Callum James wrote his beautiful poem, The Boy and the Wolf, in response to paintings I’d made on the theme of Saint Hervé. In the way of these things, after I read the poem, I began painting again. Now the paintings are inspired by Callum’s poem.
The Boy and the Wolf
I. Hervé is Born.
Born in November
in the short days:
born leaning against
the slanting rain:
born from a frozen prayer
to a bleak God.
Knitted in solitude
in a womb
pricked by a vow and
surprised into swelling.
II. Hervé’s First Sight.
Pushing aside dark earth,
a milk-film
over his eyes:
this small stone of a boy
ate dirt, while the
glory danced white
on blank, black retinas.
III. Hervé Learns About the World.
Grasses by their hissing
and sharp cuts:
fur by its musk
and static crackle:
snowdrops by their tinkling
on his fingertips;
the world attacked him,
was a lightning strike
inside his chest.
IV. Hervé Has Visions.
And in his twilight
a light more sumptuous
seeped in;
a bending tree and he
was fighting dragons,
the broken sun on
rough-topped rivers
and he was rich in diamonds,
smiling mad.
He fell to pray
before the hilltop shepherd
who flexed an angel’s wings:
a cloak that rippled
threadbare in the wind.
V. Hervé Sees The Wolf.
He saw,
the day The Wolf came,
he saw the threat
and the salvation.
He saw the shape of undergrowth:
thicket-dark, triangular,
he saw a head
the shape of a snarl
in heated breath.
VI. Hervé’s Dog is Killed By The Wolf.
What did he see
in the smell of hot-iron
from the slaughtered dog?
What bright colours,
what beauty was in his hands
slipping through
spilled intestines?
What overwhelming, pungent
touch of heaven came?
VII. The Wolf Attacks Hervé.
And The Wolf turned
with the world
around the boy
and teeth the temperature
of ice pushed through skin:
here where the heavy pelt,
muscle-packed, pressed
the boy and his skin tore
breaking the line of holiness
that runs around a saint.
VIII. Hervé Redeems The Wolf.
A blinding alleluia of light
as from the boy
love tumbled,
burst like river-diamonds,
mingling with The
Wolf’s breath,
flooding the grasses, fur,
the snowdrops,
heating the prayer
that made him.
IX. Hervé and The Wolf Together.
That moment hung,
a stopped raindrop,
a never falling leaf
within his soul: quivering.
It abided there.
The Wolf abided
at the centre of him.
X. Hervé Prays
Unable to contain it
all inside, the boy
began to howl;
a voice of red and gold,
a passion, sung like petals
spewing, uncontrollable
from God’s own lips,
and everything that heard him
leaned and swayed
and healed a little
as he lay his head
forever
on the shoulder of The Wolf.
You brought the legend of Saint Hervé to life for me through your paintings Clive. I have greedily devoured tit-bits about him ever since, including cycling through Brittany enjoying the spiritual feeling throughout the land (so similar to Wales on many levels. This poem certainly does Hervé justice. Magnifique!

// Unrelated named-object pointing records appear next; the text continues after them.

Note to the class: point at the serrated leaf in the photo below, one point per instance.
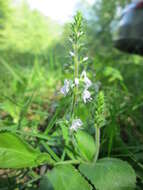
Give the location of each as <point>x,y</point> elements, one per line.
<point>64,177</point>
<point>86,145</point>
<point>15,153</point>
<point>110,174</point>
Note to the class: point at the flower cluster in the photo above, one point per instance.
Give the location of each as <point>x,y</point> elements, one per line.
<point>86,95</point>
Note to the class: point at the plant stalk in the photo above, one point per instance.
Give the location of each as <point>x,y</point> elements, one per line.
<point>97,143</point>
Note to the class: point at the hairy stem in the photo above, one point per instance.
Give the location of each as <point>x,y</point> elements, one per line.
<point>97,141</point>
<point>76,65</point>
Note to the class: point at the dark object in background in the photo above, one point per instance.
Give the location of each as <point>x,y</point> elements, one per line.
<point>129,36</point>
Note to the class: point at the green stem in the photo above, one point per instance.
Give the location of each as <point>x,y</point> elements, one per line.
<point>76,67</point>
<point>97,143</point>
<point>68,162</point>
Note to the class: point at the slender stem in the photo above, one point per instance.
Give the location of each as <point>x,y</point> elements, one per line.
<point>97,141</point>
<point>76,65</point>
<point>68,162</point>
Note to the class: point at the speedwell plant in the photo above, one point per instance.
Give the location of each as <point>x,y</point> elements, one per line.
<point>67,153</point>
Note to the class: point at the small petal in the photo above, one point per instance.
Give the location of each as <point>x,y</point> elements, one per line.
<point>72,54</point>
<point>85,59</point>
<point>87,81</point>
<point>86,96</point>
<point>65,89</point>
<point>76,80</point>
<point>76,124</point>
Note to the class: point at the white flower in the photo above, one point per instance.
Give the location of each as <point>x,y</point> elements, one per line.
<point>76,80</point>
<point>97,86</point>
<point>87,81</point>
<point>65,89</point>
<point>86,96</point>
<point>76,124</point>
<point>85,59</point>
<point>72,54</point>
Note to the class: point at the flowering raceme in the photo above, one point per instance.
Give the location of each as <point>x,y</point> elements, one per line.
<point>76,124</point>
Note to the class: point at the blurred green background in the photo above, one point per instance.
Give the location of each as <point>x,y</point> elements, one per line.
<point>34,60</point>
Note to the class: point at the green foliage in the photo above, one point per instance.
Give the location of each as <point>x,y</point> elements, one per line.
<point>86,145</point>
<point>63,177</point>
<point>100,111</point>
<point>110,174</point>
<point>15,153</point>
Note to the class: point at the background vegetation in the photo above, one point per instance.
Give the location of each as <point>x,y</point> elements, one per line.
<point>33,62</point>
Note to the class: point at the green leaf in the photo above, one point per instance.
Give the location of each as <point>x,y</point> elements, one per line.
<point>64,177</point>
<point>110,174</point>
<point>86,145</point>
<point>15,153</point>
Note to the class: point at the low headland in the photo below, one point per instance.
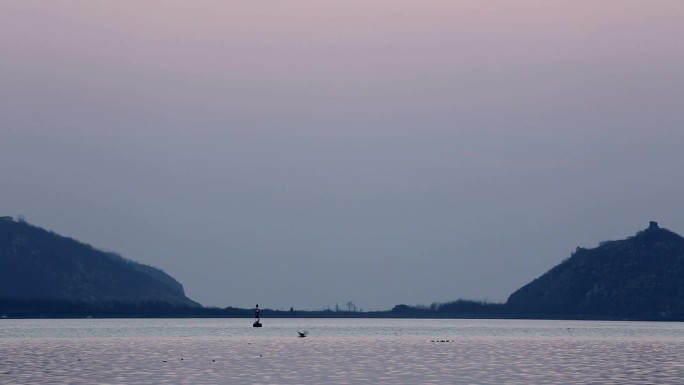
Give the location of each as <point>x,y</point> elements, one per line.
<point>46,275</point>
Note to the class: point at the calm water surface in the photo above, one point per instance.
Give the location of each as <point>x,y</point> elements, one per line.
<point>339,351</point>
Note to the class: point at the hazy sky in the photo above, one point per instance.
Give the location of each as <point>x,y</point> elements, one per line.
<point>308,153</point>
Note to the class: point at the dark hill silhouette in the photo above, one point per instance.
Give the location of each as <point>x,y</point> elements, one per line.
<point>638,277</point>
<point>36,264</point>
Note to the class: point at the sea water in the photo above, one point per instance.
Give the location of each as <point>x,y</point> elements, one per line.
<point>339,351</point>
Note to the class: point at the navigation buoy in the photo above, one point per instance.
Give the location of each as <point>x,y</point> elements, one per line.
<point>257,321</point>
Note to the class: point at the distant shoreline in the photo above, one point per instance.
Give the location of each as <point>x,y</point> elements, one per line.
<point>55,309</point>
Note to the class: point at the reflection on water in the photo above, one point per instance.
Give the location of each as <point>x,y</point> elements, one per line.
<point>339,352</point>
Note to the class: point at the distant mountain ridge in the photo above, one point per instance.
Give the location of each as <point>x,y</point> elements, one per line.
<point>641,276</point>
<point>39,264</point>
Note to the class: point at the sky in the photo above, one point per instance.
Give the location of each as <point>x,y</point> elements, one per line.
<point>309,153</point>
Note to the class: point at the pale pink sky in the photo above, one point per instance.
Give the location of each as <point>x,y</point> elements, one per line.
<point>431,150</point>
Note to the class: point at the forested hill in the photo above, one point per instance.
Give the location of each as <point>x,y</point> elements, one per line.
<point>39,264</point>
<point>638,277</point>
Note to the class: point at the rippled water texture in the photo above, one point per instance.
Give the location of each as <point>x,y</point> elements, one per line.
<point>339,352</point>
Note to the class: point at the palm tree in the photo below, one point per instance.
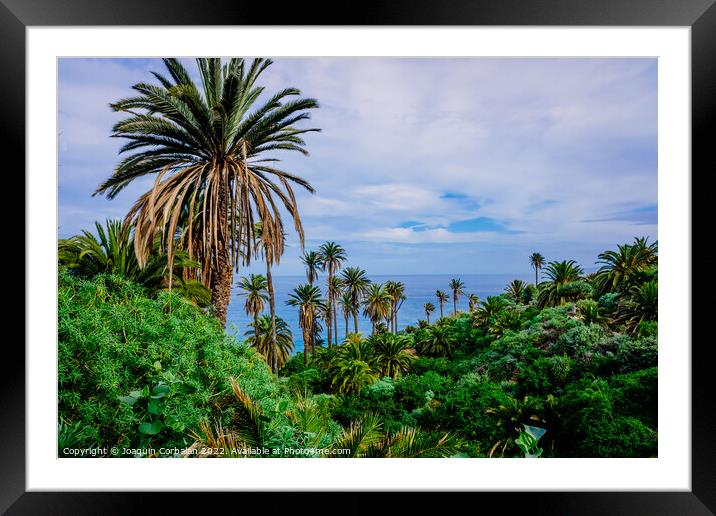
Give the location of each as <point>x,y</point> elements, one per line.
<point>439,342</point>
<point>337,290</point>
<point>560,274</point>
<point>356,282</point>
<point>516,289</point>
<point>353,366</point>
<point>376,304</point>
<point>458,288</point>
<point>346,302</point>
<point>393,353</point>
<point>490,310</point>
<point>332,256</point>
<point>396,291</point>
<point>270,259</point>
<point>365,438</point>
<point>275,354</point>
<point>442,299</point>
<point>254,288</point>
<point>312,261</point>
<point>112,251</point>
<point>309,302</point>
<point>473,302</point>
<point>537,262</point>
<point>207,148</point>
<point>625,267</point>
<point>640,305</point>
<point>429,308</point>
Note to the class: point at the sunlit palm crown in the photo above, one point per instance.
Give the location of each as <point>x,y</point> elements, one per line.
<point>207,147</point>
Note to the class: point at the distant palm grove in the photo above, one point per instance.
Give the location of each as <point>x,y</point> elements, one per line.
<point>565,366</point>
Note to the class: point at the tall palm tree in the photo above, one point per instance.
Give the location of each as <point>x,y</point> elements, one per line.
<point>254,288</point>
<point>442,299</point>
<point>560,274</point>
<point>337,291</point>
<point>393,353</point>
<point>270,259</point>
<point>438,342</point>
<point>332,257</point>
<point>516,289</point>
<point>356,282</point>
<point>537,261</point>
<point>626,267</point>
<point>265,346</point>
<point>207,148</point>
<point>112,251</point>
<point>458,288</point>
<point>309,302</point>
<point>473,302</point>
<point>429,308</point>
<point>640,305</point>
<point>346,302</point>
<point>312,261</point>
<point>353,366</point>
<point>396,291</point>
<point>376,304</point>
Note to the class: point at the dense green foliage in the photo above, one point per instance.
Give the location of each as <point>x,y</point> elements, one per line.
<point>564,369</point>
<point>114,340</point>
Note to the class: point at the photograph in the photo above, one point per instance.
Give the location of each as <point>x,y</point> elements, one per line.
<point>357,257</point>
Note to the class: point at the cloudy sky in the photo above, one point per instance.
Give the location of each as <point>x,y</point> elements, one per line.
<point>425,165</point>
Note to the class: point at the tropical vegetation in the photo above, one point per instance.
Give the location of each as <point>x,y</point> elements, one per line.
<point>566,367</point>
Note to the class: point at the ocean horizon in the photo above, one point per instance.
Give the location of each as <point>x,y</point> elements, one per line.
<point>419,289</point>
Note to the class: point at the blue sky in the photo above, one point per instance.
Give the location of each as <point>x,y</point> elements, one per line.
<point>425,166</point>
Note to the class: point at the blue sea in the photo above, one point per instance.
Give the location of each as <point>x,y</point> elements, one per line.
<point>419,289</point>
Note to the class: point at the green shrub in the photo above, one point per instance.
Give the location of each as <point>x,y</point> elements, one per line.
<point>593,425</point>
<point>114,340</point>
<point>464,410</point>
<point>412,390</point>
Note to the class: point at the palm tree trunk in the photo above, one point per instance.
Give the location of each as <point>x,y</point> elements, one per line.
<point>272,307</point>
<point>335,324</point>
<point>329,308</point>
<point>222,273</point>
<point>305,346</point>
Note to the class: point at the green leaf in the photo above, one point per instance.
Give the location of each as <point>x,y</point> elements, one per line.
<point>160,391</point>
<point>535,432</point>
<point>185,388</point>
<point>152,428</point>
<point>155,407</point>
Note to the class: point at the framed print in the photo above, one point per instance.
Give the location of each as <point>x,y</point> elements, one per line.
<point>428,243</point>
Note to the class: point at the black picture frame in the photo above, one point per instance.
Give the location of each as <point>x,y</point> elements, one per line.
<point>700,15</point>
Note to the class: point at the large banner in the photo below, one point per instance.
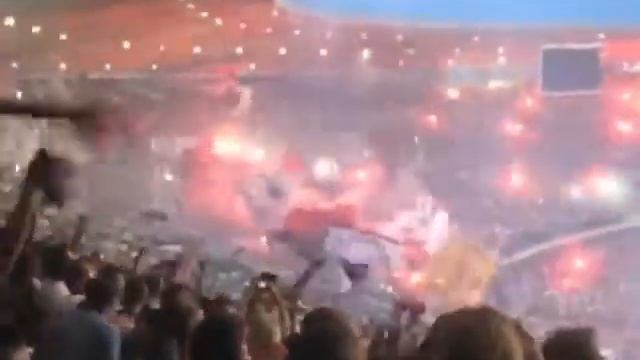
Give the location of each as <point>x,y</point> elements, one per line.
<point>491,13</point>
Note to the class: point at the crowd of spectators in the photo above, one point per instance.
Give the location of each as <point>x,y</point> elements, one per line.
<point>56,304</point>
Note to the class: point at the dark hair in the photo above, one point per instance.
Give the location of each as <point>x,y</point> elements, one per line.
<point>154,284</point>
<point>55,261</point>
<point>76,277</point>
<point>325,334</point>
<point>10,341</point>
<point>323,317</point>
<point>178,304</point>
<point>473,334</point>
<point>135,293</point>
<point>219,336</point>
<point>113,276</point>
<point>571,344</point>
<point>100,295</point>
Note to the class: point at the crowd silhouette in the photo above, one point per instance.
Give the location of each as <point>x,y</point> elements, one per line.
<point>58,304</point>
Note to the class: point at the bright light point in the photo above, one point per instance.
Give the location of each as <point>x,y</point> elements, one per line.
<point>9,21</point>
<point>366,54</point>
<point>624,127</point>
<point>453,93</point>
<point>528,102</point>
<point>626,96</point>
<point>432,120</point>
<point>226,146</point>
<point>168,176</point>
<point>495,84</point>
<point>606,185</point>
<point>325,169</point>
<point>513,128</point>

Thank you, John. I’m pleased I was able to bring you to him. His story and Callum’s poem never fail to have me reaching for my pencils and brushes.

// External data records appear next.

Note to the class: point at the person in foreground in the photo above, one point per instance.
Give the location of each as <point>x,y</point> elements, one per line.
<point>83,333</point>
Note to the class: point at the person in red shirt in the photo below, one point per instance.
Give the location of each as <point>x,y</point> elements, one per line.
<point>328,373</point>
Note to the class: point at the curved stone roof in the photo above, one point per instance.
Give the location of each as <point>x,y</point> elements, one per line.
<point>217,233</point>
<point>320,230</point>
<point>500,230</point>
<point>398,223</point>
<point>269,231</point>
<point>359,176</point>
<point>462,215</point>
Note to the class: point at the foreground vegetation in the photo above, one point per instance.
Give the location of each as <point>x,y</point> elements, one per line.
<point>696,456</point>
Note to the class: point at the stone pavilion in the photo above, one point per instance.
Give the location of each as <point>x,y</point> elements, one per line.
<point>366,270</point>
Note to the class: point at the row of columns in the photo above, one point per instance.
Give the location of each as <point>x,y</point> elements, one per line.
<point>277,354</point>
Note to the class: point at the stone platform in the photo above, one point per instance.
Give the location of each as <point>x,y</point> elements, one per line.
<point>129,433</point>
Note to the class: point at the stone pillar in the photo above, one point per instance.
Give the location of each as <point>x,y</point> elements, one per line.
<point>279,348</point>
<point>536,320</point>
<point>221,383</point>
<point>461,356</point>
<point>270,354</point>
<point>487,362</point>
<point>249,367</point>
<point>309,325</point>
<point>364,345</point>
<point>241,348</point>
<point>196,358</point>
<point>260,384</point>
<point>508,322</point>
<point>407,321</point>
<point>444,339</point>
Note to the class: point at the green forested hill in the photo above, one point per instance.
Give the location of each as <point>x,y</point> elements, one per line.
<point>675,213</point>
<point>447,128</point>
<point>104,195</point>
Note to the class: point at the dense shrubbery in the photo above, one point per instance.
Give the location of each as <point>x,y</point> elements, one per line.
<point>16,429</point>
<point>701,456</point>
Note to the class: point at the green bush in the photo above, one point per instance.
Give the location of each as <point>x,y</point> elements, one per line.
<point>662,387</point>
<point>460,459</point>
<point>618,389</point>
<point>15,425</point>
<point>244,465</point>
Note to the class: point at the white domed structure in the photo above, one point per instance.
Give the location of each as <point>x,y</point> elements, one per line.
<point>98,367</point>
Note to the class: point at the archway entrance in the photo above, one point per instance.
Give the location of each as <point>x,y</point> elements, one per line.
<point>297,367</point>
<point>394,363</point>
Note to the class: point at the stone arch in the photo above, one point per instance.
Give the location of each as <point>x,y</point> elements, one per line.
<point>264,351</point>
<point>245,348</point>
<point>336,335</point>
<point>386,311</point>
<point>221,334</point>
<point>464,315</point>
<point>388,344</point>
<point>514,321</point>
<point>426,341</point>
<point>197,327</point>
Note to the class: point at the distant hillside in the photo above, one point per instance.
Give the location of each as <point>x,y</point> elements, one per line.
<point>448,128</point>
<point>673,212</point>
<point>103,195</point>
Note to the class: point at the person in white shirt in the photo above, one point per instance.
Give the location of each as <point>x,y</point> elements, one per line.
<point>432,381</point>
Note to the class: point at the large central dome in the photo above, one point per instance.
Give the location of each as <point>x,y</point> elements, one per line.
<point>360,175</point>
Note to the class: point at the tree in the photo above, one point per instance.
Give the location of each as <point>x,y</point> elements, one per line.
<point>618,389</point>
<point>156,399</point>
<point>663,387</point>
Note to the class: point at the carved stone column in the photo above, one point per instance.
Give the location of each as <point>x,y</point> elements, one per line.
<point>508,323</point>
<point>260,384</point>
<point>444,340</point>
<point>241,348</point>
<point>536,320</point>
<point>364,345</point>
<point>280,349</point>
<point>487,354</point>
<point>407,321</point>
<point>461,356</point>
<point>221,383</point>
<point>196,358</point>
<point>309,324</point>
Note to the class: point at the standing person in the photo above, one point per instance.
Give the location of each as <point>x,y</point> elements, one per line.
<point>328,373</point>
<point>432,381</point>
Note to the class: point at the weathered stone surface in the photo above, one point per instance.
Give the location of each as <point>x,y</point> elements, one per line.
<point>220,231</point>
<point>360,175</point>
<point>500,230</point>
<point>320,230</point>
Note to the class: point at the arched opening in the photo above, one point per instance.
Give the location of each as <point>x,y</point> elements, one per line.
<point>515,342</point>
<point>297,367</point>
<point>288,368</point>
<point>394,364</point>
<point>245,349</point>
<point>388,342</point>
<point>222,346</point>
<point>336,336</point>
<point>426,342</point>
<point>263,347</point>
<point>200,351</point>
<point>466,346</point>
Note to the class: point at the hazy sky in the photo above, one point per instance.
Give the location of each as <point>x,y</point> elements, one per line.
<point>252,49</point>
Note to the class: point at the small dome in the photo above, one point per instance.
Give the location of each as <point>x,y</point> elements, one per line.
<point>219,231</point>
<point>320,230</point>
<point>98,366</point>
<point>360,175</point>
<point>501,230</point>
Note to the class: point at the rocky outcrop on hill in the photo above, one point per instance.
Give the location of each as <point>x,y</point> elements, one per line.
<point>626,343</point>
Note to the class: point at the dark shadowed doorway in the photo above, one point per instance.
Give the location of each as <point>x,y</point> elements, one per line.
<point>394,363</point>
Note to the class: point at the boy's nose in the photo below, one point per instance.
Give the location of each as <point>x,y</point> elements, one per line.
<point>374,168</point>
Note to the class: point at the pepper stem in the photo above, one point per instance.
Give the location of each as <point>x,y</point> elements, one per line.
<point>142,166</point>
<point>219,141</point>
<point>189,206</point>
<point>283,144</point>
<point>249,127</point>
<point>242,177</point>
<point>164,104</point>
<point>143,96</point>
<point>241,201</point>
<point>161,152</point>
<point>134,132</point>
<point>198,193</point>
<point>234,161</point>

Beautiful words, beautiful paintings, what a feast for us all!xxL
Whenever I recall Callum’s reading of the poem at the Aberystwyth Arts Centre launch of The Book of Ystwyth, my spine tingles.

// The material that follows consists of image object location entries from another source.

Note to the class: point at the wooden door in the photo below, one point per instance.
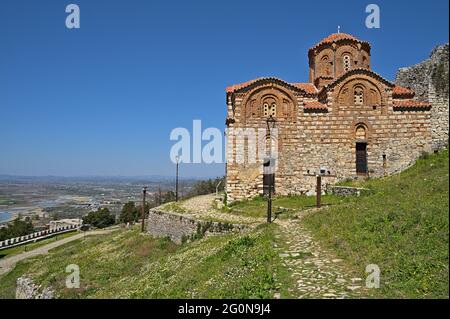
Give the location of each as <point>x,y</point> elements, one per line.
<point>361,158</point>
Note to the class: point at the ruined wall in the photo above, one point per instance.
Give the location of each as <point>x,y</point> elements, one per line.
<point>180,228</point>
<point>429,80</point>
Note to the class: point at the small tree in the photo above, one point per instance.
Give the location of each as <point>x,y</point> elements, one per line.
<point>129,213</point>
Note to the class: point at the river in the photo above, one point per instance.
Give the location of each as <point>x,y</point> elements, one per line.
<point>5,216</point>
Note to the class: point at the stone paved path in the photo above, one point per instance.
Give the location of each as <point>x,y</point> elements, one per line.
<point>316,272</point>
<point>8,263</point>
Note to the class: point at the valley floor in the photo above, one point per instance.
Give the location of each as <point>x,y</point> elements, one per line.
<point>402,227</point>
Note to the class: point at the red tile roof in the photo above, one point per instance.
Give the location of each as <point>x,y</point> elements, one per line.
<point>400,91</point>
<point>308,87</point>
<point>238,86</point>
<point>315,105</point>
<point>411,104</point>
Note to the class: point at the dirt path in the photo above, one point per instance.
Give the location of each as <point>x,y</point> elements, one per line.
<point>316,272</point>
<point>8,263</point>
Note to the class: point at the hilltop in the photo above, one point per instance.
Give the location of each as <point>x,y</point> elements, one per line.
<point>401,226</point>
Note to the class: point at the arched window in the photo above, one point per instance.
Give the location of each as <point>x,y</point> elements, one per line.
<point>358,95</point>
<point>270,109</point>
<point>347,62</point>
<point>326,65</point>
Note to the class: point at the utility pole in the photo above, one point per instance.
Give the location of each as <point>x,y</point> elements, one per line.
<point>144,192</point>
<point>176,182</point>
<point>271,168</point>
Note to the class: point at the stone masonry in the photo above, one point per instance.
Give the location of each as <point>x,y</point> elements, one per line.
<point>429,79</point>
<point>180,228</point>
<point>347,119</point>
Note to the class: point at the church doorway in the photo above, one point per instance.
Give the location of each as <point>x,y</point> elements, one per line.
<point>361,158</point>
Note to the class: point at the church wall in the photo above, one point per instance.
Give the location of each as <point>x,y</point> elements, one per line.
<point>328,140</point>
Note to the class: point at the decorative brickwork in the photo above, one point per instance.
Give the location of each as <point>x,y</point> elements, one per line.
<point>322,127</point>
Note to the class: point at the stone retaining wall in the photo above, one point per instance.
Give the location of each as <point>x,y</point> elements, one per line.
<point>347,191</point>
<point>180,228</point>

What gorgeous work…I love all your pieces in this blue and black– you really work the limited palette to its best advantage! And those arches pop you into another dimension!
And another fantastic blog header– that horse is amazing! Perfect!
Thank you, Zoe. The header is the study for the next in the Gawain series of prints, Gawain Arrives at Fair Castle.
So powerful and moving, cannot say any more.
Job done.
It’s a beautiful piece, Lorrie, and moves me every time. Callum read the poem at the launch of The Book of Ystwyth in 2011, and the audience were mesmerised. Not all poets read their own words well, but Callum is one of the exceptions.